I would like to thank the internet for being my eternal, never-ending book recommendation resource. Even when I’m not actively seeking them, I get them anyway. That’s how I discovered singer-songwriter Ashely Cleveland’s memoir Little Black Sheep. It’s Ashley’s story of coming through drug and alcohol problems and finding her faith. I love a good story from the underdog and was excited to buy this with some gift cards I received for Christmas. Sadly I was disappointed by the book.
While Cleveland certainly went through a lot of destructive, ugly, bad things in her life, and eventually allowed God to change her, this book really doesn’t show that. Her stories are interesting but given the complexity of what she’s dealing with here — addition — everything feels rushed. She goes from childhood additions to adult freedom in 200 pages and it just doesn’t work.
I think the best way to describe my lackluster feelings for this book is that it feels so very clinical. She recites the facts of her life, but there seems to be no personality infused with what she’s saying. It’s as though I’m reading a record of things recorded by an unbiased third party: simply the who, what, when, where, why, and how — and any reflection and emotion is absent or forced.
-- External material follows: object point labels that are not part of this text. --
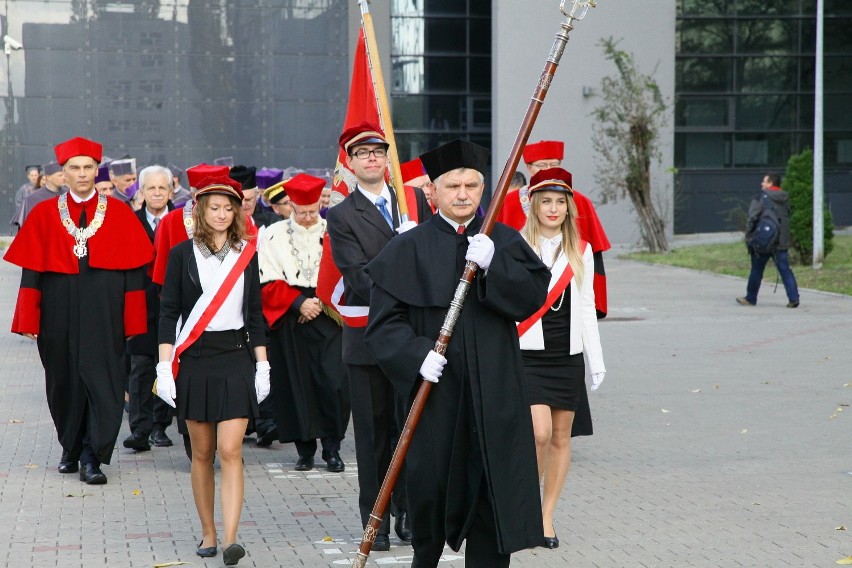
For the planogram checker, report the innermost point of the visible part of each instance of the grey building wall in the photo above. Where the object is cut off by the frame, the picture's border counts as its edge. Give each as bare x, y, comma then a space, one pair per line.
523, 33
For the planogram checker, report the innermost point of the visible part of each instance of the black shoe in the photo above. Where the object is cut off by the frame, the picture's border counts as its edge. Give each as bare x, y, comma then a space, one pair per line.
382, 543
159, 439
232, 554
333, 463
402, 527
92, 474
304, 463
136, 442
265, 438
208, 552
67, 465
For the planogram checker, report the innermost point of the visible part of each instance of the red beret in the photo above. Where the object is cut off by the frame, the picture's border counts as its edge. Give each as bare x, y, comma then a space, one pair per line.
552, 179
221, 185
362, 133
304, 189
412, 169
544, 150
196, 174
78, 147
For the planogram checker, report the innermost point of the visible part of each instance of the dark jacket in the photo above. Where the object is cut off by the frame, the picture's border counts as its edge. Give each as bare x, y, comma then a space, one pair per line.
182, 288
358, 233
781, 205
146, 344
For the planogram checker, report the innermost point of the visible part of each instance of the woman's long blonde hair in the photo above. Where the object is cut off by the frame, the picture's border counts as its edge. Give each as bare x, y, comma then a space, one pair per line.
570, 235
204, 234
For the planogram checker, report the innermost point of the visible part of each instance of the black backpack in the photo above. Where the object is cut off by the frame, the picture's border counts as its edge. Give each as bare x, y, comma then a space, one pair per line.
764, 238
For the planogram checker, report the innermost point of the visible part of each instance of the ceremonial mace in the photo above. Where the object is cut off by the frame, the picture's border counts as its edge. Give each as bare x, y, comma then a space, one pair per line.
578, 12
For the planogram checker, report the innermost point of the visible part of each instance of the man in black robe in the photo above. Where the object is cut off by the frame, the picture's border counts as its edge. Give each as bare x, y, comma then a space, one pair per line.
81, 296
471, 469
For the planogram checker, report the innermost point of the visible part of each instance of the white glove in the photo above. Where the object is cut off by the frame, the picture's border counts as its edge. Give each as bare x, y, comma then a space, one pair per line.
261, 380
480, 250
407, 226
166, 383
432, 367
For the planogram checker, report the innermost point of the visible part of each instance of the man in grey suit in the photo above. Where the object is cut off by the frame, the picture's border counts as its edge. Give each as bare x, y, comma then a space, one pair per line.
359, 228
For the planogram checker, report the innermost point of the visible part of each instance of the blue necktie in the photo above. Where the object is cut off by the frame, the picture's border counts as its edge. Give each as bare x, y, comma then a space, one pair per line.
382, 204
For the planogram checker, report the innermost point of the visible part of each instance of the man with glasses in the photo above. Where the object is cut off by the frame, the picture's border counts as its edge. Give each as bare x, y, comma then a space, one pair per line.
311, 393
544, 155
359, 228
Further, for a book that is by a Christian author talking about how she really found Jesus, so little of this book seems focused on the “how she found Jesus” part. I don’t think it in any way glorifies drinking, drugs, or sex, but its focus is not well done.
Overall, I don’t recommend, and I am honestly shocked by the very overwhelming number of positive reviews on Amazon and Goodreads given how very underwhelming this book was.